Im just curious, how many people think the marvel heroes debacle had a factor in these recent changes? Maybe the drop in participation and possible loss of money was the key factor or maybe the fear of the big mouse axe? Did our feedback finally get heard?Opinions?
I doubt any of that is true. Disney and Gazillion had a falling out, it seems. Missed deadlines seems to be a prevailing theory.
I honestly don’t think it means anything for Demiurge or D3, since Sega owns those companies and isn’t in danger of going belly up by themselves. Gaziilion were more reliant upon Marvel and Disney to keep the game going.
Not to mention this game still keeps people playing and making money. The recent design decisions were simply not particularly popular in their current form and Demiurge are looking to improve them. That’s all there is to it.
I admit I was a tiny bit surprised you didn’t point at Disney choosing to let EA make ALL their Star Wars games, what with the recent Battlefront II problems.
I guess having multiple big examples just draws more attention to how Disney is doing with games.
One of EA’s community managers comment on Reddit got 680,000 downvotes. I think the whole SWBF2 debacle was more EA’s fault than Disney’s. To put it in perspective, the earlier record for highest downvotes was 24,000.
The devs were being heckled for the fact that the game required insane amounts of grinding or insane amounts of micro transaction to complete the content available at initial release (Remind you of some other game, lol?). That was after paying an up front fee to buy the game, and not considering the future content. And main point was that the paywall characters were hugely overpowered.
I assume your grinding point is meant as a joke, because I don’t think you can compare a casual F2P game with a $60 big budget triple-a title. Sure, even games like Battlefront or Fallout or Witcher etc. have some sort of grinding but not to the extent the new Star Wars thing makes it out.

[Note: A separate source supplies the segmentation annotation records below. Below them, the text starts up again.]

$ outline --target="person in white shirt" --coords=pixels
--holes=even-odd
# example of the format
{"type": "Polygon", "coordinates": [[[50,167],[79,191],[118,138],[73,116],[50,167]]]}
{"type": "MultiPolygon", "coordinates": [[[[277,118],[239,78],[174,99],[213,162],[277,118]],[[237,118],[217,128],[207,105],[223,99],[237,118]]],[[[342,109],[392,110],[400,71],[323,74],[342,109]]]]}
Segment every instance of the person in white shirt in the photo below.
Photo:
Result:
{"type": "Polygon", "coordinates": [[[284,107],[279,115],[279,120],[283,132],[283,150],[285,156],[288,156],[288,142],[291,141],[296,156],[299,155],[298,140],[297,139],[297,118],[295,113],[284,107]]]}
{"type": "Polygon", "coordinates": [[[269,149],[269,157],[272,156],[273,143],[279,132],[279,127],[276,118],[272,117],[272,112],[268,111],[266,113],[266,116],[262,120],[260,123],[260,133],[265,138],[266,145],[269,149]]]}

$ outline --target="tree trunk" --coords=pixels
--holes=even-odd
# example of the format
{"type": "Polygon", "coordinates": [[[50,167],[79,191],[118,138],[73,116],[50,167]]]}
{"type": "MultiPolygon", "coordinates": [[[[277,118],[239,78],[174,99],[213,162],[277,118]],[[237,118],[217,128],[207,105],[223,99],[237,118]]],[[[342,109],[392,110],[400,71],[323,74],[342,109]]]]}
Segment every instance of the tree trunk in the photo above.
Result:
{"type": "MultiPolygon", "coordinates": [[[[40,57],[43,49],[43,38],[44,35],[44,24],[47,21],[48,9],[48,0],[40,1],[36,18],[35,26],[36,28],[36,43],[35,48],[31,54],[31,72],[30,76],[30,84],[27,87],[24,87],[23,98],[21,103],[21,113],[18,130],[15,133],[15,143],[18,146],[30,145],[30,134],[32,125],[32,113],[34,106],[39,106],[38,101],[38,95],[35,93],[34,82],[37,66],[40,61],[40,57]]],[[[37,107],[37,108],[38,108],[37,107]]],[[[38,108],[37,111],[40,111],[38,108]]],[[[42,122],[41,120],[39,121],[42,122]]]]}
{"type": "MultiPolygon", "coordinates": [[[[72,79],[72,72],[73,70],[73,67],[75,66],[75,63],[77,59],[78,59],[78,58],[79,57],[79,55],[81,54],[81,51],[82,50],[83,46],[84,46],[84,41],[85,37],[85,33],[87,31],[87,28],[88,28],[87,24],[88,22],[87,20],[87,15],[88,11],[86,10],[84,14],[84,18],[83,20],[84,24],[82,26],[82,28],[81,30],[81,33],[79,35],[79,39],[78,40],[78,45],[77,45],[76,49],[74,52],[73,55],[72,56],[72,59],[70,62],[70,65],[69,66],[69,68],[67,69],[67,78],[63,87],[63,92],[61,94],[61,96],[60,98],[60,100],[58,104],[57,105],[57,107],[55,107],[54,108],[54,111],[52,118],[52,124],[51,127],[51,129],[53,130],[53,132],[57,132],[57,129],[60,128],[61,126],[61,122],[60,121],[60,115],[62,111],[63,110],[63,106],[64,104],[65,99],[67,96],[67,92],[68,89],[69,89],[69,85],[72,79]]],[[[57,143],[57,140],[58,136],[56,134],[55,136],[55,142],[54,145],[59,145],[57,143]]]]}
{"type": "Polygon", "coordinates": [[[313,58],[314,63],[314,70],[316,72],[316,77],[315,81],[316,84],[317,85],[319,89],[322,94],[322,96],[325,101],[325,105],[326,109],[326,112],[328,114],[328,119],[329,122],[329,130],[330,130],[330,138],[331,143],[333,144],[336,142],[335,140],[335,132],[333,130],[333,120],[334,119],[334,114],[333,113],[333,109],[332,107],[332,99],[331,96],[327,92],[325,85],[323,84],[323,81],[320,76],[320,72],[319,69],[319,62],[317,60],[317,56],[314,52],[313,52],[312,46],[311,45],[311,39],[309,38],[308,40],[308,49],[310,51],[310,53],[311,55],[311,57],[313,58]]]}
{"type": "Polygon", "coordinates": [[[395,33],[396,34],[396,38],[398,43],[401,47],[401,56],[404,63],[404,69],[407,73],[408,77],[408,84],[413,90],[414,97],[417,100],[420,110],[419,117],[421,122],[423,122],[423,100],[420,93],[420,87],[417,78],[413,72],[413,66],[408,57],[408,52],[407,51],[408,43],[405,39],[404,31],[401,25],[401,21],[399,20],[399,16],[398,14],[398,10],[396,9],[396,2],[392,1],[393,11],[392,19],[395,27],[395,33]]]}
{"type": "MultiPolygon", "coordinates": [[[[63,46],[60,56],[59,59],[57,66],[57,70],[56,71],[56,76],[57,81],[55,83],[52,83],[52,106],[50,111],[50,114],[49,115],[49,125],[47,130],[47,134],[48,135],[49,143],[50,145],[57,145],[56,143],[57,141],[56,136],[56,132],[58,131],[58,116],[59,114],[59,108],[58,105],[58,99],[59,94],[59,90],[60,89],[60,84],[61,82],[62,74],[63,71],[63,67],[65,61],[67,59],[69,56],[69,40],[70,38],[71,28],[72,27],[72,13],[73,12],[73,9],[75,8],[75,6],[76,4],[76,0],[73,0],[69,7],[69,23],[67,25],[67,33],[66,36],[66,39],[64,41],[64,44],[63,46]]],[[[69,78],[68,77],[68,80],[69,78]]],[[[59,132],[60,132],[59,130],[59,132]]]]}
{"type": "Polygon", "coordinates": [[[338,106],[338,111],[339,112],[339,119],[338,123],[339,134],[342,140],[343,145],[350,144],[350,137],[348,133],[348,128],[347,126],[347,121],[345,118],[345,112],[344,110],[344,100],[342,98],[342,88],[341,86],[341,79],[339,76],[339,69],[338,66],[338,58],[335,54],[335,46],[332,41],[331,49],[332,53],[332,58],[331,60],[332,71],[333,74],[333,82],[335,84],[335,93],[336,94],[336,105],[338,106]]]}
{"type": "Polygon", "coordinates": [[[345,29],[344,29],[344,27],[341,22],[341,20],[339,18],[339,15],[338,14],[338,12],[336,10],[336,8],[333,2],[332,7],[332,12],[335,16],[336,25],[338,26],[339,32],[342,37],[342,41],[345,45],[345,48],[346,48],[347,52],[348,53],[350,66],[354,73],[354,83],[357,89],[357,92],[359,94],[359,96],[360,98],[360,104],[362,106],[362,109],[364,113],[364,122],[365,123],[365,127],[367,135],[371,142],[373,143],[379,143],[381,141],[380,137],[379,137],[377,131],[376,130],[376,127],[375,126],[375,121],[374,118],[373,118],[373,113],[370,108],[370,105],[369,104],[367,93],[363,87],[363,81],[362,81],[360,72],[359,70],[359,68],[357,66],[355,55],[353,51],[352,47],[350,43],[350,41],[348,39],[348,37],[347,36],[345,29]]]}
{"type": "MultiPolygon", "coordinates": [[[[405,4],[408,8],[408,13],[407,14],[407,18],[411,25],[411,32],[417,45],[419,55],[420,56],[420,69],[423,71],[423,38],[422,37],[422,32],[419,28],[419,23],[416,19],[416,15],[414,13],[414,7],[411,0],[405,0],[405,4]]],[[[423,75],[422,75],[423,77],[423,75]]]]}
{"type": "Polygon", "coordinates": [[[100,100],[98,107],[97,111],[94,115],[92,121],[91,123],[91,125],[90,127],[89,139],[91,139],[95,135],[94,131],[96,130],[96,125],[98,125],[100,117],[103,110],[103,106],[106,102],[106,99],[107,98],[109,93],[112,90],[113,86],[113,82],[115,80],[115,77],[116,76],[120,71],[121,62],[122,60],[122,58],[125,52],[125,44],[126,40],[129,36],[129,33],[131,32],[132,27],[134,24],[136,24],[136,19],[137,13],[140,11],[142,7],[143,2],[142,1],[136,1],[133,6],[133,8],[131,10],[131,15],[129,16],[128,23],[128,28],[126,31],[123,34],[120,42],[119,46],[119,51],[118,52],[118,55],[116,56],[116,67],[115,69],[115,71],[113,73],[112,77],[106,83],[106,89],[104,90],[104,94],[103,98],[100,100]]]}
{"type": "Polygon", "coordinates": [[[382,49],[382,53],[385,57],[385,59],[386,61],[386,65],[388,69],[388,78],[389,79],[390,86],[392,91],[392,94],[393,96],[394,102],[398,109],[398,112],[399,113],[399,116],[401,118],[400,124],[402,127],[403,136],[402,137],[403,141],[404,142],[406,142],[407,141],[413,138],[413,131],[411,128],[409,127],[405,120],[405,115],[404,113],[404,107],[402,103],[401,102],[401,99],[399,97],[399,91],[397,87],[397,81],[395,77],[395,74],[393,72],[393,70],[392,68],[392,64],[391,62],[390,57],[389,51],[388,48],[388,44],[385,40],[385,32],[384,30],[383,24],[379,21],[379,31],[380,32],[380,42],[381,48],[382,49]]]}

There are other reasons why some big time spenders are not spending as well. There are some major cheats in the game right now that have not been addressed yet.
I know for a fact they are because well I talk to them. It’s not a tantrum. It is a fact of some shady stuff going on. The Line community shares this information and tried to get Demi and D3 involved to close those cheats and remove the cheaters from the game. It has not been succuesful as of late dating back to the BH exploit in March.
Grinding point was not a joke. Calculations estimated the game needed over 4500 hours of grinding to unlock it all (Talking about Battlefront II BTW). 4500 hours is not a joke…
Disney may ultimately control both games, but different dev studios (And different pubs too I think). Seems unlikely that bad stuff in one dev/pub bucket would be so quickly translated into in-game changes in another dev/pub bucket.
It seems way more likely that the PVP changes just tanked player engagement in PVP. everyone in the competitive alliances saw how steeply scores fell off during the season. basically every bracket from CL5 up to 8 had 10-15 high scores chasing CP, and everyone sitting at 700 or below. Commanders that used to look for merc scores in the 750+ range were only able to find 400-600 scores, and even that was getting hard by the end of the season What ever effect wins-based PVP had on spending, such a precipitous drop off in player activity can’t be good for game long-term.
Would that not be a good thing? Separate out casual players and vets. I never liked the concepts of mercs anyway. Have players form teams with like minded members who have the same goal. Promote team building.
@Pongie Vhailorx’s point was to support the idea of a drop in activity among a large number of players with anecdotal evidence.
Mercs and alliance switching is a thing that many would prefer was not part of the game, but that’s a different topic. It would require reward changes, among other things.